State pension woes raise specter of county bankruptcies
by Joe Kent, Grassroot Institute, Dec 20, 2017
Reeling from a case of sticker shock, Maui County Council members considered bankruptcy last week after learning how the state’s public pension liability crisis will affect the county’s budget.
From a presentation by state public pension representatives, the Council members learned that Maui County’s tax payments to the Employee Retirement System (ERS) and the state Employer Union Trust Fund (EUTF) in fiscal 2017 totaled $56 million. However, that total will increase to $66 million in fiscal 2018, $76 million in 2019, $84 million in 2020, and $94 million in 2021.

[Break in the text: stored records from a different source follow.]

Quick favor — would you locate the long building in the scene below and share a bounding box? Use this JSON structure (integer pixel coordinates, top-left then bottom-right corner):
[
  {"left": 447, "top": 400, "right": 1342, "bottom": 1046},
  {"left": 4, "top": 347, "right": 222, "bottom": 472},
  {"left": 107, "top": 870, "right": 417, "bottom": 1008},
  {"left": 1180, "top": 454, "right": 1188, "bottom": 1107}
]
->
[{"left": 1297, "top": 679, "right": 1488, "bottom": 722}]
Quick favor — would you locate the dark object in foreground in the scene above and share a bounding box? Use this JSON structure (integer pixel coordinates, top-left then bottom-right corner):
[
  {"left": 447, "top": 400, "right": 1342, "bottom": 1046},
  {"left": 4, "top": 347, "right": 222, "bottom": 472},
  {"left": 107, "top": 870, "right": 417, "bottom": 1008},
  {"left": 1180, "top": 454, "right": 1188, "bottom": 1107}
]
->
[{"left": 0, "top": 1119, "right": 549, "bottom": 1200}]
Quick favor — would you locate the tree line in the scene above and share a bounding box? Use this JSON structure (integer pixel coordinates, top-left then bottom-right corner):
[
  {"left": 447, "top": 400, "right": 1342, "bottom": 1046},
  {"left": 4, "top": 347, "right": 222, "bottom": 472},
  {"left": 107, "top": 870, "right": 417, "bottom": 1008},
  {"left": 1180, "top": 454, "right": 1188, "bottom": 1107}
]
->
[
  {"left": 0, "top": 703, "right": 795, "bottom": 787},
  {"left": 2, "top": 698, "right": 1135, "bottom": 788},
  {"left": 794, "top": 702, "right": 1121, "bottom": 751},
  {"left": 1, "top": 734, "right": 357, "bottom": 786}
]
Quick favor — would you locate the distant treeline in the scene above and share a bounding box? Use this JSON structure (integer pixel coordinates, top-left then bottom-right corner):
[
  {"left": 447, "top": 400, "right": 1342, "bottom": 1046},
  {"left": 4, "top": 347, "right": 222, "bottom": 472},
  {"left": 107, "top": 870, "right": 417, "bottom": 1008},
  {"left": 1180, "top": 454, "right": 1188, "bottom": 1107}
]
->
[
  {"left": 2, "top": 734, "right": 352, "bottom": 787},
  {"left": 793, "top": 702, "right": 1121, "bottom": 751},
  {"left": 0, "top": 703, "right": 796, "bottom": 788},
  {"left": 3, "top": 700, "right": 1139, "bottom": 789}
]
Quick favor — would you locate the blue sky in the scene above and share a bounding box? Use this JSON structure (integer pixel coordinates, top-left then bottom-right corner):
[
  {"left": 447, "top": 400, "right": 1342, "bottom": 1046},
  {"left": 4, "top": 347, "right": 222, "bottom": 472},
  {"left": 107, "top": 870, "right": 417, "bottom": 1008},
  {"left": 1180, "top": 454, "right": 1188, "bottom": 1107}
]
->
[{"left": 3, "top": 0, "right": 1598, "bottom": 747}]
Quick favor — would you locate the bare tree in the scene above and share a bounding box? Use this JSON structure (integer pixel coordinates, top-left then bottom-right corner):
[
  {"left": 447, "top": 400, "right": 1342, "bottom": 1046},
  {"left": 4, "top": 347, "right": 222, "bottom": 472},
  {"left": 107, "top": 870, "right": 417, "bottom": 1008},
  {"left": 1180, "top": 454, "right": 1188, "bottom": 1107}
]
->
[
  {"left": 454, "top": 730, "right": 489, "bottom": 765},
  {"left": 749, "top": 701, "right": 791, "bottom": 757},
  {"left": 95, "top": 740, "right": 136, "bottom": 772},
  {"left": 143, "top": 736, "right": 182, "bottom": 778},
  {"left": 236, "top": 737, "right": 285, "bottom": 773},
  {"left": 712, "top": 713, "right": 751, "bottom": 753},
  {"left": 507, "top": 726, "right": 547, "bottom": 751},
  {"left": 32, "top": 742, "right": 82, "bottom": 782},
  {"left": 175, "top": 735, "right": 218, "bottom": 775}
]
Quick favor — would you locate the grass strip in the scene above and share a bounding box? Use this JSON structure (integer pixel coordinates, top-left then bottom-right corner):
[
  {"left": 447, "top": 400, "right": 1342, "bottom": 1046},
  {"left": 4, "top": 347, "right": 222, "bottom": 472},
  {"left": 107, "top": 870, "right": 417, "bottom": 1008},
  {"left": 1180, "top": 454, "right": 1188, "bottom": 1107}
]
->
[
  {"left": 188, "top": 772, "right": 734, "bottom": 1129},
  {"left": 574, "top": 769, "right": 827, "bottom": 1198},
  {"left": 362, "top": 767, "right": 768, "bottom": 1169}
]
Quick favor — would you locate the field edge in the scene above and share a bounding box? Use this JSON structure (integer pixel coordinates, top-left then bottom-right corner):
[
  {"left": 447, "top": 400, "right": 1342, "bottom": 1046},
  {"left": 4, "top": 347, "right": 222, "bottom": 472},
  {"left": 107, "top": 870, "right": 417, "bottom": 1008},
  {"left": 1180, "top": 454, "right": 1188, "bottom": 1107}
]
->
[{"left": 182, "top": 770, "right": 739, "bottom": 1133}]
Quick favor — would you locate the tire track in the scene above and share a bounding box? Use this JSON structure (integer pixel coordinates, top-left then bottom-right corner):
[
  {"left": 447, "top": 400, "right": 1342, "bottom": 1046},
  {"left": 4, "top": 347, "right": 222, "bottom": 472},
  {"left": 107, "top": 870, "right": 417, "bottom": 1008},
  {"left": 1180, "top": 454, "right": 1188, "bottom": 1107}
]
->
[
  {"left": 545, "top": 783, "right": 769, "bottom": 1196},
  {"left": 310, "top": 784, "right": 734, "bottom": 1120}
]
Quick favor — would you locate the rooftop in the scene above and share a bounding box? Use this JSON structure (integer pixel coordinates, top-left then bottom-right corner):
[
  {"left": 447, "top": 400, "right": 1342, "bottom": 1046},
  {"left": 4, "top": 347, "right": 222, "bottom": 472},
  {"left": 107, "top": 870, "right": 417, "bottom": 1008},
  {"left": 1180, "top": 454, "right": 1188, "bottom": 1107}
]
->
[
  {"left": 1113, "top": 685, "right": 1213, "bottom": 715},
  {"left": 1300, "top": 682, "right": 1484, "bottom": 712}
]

Next year’s required contributions alone are larger than the property tax revenues for six of Maui county’s nine districts combined: Wailuku, Upcountry, Molokai, Makawao, Lanai and Hana.
“Just these two costs in the upcoming years require all of the taxes from six of our nine districts,” said Maui Councilmember Mike White. “I’m just kind of stunned by that.”

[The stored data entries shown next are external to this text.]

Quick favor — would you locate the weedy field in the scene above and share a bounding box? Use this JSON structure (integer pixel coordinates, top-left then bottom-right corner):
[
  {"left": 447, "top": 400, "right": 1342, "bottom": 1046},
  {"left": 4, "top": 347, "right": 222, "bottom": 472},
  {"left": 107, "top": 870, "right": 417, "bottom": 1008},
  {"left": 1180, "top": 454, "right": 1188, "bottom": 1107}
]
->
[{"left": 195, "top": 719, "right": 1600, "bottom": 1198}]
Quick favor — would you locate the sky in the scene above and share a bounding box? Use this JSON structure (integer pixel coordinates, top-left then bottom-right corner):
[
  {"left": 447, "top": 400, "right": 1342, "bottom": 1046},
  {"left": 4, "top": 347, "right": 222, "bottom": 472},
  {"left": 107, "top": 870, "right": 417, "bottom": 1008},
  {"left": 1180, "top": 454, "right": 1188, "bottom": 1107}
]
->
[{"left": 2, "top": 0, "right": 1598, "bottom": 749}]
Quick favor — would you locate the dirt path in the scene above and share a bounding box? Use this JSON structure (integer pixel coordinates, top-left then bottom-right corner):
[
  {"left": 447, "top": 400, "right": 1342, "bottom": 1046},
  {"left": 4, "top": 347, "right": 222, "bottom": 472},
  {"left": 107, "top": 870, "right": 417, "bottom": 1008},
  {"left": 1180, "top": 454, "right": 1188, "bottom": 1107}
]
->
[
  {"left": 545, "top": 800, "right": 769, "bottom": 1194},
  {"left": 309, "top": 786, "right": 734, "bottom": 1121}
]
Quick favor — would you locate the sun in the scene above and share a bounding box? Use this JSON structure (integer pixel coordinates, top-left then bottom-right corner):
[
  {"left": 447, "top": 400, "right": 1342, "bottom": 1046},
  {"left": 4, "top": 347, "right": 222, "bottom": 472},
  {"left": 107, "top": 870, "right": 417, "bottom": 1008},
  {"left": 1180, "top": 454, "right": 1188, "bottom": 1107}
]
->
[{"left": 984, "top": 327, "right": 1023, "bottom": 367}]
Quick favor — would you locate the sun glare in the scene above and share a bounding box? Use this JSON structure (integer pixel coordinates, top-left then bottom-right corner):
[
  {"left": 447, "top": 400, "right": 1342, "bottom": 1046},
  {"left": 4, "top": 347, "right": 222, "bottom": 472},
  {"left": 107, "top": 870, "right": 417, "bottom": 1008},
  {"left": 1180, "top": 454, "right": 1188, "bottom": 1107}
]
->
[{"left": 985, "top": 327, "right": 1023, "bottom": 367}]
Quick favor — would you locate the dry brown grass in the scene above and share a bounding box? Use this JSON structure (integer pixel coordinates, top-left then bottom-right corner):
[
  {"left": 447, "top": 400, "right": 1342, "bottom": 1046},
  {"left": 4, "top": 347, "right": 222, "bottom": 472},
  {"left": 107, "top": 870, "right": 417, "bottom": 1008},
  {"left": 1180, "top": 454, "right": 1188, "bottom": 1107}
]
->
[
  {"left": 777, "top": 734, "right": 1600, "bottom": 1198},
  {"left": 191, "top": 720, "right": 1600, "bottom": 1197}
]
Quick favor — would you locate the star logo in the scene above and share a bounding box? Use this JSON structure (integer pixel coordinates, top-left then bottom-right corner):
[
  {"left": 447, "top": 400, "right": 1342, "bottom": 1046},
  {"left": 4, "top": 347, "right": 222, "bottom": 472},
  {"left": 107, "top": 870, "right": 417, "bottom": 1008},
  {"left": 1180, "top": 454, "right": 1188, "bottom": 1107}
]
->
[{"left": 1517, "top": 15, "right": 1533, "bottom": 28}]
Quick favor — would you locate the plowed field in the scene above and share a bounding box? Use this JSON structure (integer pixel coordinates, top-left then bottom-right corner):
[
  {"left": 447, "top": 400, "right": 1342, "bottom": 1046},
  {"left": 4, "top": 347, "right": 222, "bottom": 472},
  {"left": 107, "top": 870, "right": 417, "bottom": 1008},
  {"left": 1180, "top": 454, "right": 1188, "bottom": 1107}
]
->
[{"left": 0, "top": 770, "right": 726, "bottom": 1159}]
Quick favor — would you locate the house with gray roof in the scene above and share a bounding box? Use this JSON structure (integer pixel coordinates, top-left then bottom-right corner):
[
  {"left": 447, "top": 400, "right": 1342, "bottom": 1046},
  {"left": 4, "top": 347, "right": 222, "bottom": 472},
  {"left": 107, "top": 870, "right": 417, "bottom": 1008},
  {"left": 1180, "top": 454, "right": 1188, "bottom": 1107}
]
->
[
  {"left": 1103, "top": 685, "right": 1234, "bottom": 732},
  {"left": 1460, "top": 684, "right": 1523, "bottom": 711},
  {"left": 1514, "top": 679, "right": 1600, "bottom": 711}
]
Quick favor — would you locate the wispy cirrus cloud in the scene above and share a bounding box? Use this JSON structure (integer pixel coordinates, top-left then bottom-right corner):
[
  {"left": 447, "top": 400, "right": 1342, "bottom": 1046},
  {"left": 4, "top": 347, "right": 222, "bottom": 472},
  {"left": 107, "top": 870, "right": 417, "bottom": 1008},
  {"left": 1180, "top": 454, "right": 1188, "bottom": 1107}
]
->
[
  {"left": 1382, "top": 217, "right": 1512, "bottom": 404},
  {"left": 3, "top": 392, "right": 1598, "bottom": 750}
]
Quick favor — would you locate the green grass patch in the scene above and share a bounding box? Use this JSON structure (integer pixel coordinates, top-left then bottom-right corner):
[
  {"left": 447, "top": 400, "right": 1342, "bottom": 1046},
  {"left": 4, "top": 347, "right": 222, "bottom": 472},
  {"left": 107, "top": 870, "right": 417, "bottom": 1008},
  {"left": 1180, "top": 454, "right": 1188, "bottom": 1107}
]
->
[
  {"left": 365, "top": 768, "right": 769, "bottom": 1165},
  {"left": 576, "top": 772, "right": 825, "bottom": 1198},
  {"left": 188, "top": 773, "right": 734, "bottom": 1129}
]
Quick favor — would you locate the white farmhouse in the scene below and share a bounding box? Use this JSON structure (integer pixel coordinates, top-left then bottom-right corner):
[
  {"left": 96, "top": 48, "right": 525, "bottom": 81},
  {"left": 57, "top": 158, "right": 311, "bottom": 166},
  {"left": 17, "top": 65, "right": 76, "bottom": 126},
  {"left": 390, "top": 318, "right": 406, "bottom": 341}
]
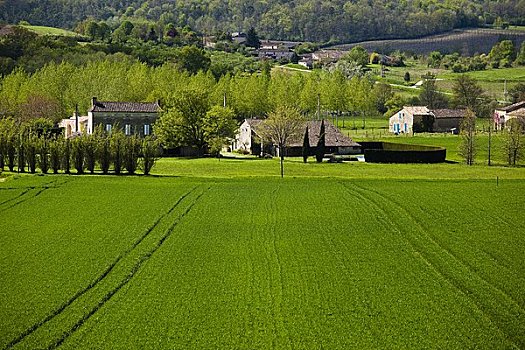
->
[{"left": 389, "top": 106, "right": 432, "bottom": 134}]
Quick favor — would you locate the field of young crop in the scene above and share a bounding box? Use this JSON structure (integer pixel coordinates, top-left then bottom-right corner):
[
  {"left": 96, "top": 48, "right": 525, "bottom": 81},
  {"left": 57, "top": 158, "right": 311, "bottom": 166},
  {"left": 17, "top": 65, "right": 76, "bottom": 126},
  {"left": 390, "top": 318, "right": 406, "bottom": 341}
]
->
[{"left": 1, "top": 170, "right": 524, "bottom": 349}]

Maui Councilmember Riki Hokama hinted that new tax increases might be needed to “come up with major chunks of new cash.”
Hokama also asked Thom Williams, executive director of the ERS, if the debt would still be owed if the county went bankrupt.
“Because we’ve had sister counties that went bankrupt, on the U.S. main(land),” Hokama said, “do their obligations disappear upon bankruptcy, or is that entity still held responsible for obligations due to employees who are retirees?”

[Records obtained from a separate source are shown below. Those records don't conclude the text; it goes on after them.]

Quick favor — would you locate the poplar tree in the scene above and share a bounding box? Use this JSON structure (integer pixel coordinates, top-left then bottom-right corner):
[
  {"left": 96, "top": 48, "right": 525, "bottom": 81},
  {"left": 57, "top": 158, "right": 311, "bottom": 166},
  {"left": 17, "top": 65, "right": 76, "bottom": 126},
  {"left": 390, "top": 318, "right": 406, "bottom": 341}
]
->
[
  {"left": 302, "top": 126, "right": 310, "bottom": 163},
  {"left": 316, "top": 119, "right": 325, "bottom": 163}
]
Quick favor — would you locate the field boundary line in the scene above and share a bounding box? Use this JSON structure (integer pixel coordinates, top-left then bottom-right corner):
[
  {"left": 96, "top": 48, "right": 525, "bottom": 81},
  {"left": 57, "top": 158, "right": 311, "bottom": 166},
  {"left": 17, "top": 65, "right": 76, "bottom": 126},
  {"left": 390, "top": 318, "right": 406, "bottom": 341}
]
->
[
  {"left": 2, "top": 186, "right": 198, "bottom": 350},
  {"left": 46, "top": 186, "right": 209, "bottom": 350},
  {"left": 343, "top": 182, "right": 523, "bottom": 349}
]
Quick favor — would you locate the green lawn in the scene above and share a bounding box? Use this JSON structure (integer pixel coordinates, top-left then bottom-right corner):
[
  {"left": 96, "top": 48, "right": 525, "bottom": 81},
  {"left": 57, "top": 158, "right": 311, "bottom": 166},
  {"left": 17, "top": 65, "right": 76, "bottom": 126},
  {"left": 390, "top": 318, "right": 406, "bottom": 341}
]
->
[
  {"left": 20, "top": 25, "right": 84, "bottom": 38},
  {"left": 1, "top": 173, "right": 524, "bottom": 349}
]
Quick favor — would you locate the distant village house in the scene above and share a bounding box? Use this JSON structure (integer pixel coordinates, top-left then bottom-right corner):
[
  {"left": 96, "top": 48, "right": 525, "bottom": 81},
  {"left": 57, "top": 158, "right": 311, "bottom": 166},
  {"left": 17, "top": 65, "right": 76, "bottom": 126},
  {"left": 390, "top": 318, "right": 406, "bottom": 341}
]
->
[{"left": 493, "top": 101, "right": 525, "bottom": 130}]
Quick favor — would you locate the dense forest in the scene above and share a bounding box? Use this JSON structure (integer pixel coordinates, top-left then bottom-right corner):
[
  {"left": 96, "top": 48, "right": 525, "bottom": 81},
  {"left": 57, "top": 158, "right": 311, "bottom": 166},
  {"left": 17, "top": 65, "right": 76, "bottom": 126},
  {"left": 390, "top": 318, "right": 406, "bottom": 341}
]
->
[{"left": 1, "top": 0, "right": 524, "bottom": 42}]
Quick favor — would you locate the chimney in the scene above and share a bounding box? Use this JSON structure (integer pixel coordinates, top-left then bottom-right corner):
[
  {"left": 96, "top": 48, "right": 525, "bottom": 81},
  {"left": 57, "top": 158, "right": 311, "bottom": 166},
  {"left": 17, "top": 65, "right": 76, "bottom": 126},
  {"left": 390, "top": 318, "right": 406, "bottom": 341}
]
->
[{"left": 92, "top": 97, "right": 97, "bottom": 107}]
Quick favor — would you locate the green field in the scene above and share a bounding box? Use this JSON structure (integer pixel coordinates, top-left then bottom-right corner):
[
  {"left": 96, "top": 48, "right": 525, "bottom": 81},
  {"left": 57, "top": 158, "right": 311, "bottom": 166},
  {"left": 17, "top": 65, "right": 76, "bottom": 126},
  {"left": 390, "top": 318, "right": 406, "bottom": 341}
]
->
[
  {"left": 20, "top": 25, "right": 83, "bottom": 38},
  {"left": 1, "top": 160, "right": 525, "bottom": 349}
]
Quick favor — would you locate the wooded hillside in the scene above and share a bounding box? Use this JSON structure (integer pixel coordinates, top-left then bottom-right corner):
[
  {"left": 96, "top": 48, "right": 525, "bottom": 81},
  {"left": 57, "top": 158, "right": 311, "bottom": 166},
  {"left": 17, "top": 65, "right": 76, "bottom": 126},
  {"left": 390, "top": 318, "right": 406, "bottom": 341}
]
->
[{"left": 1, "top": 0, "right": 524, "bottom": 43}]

Williams answered: “I think it varies state to state, quite frankly, because I don’t believe that — you know — you can’t get blood out of a turnip. I mean, maybe the liabilities are still there, but if you have no monies to meet those liabilities, it almost doesn’t matter whether you retain them (the liabilities).”
In Hawaii, the state constitution protects public union benefits from being cut for current hires. Article 16, Section 2, states:
“Membership in any employees’ retirement system of the State or any political subdivision thereof shall be a contractual relationship, the accrued benefits of which shall not be diminished or impaired.”
This presumably means that if the counties went bankrupt, the first item to be paid off would be public pension and health benefits, at the expense of all other county operations.
Hawaii is one of only seven states to protect public benefits in the state constitution. The other states are Alaska, Arizona, Illinois, Louisiana, Michigan and New York.
At least one of those has snipped away at its public benefits, despite a constitutional protection. In 2013, Michigan courts ruled that public pensions could be cut following the Detroit bankruptcy. This paved the way for cuts of $1.33 billion in public benefits, which included a 4.5 percent pension cut, a reduction in health insurance and a halt to cost-of-living increases.
As Williams pointed out: “The city of Detroit, which endured bankruptcy, they ended up actually reducing the benefits that were owed to their city employees.”
California does not protect public employee benefits through the state constitution, but rather through a series of court cases resulting in the “California rule,” which seemingly prohibits pension changes. Nevertheless, in a 2014 bankruptcy case involving the California city of Stockton, federal judge Christopher Klein suggested that pension benefits could be cut, despite the “California rule”, saying, “Bankruptcy is nothing but the impairment of contracts.”
The city did not ultimately cut pensions, but it could have.
More recently, a case involving San Diego public pension cuts is before the California state supreme court, but likely won’t play out until next year or 2019.
Williams said Hawaii’s Constitution could be open to interpretation when it comes to reducing benefits for current hires.
“There are questions as to whether you can reduce benefits for future people or new hires,” he said, “and there’s even a question as to whether you can change benefits for current people, current hires — but prospectively; not on service already rendered, but service going forward.”
Considering that county bankruptcies are, in fact, possible, it would be in the best interest of Hawaii’s public employee unions to help fix the state’s unfunded liabilities problem, before the counties conclude they have no option but to renege on their promises to retirees.
The public employee unions and our legislators should work together to craft reasonable pension reforms that are in line with what Hawaii taxpayers can afford.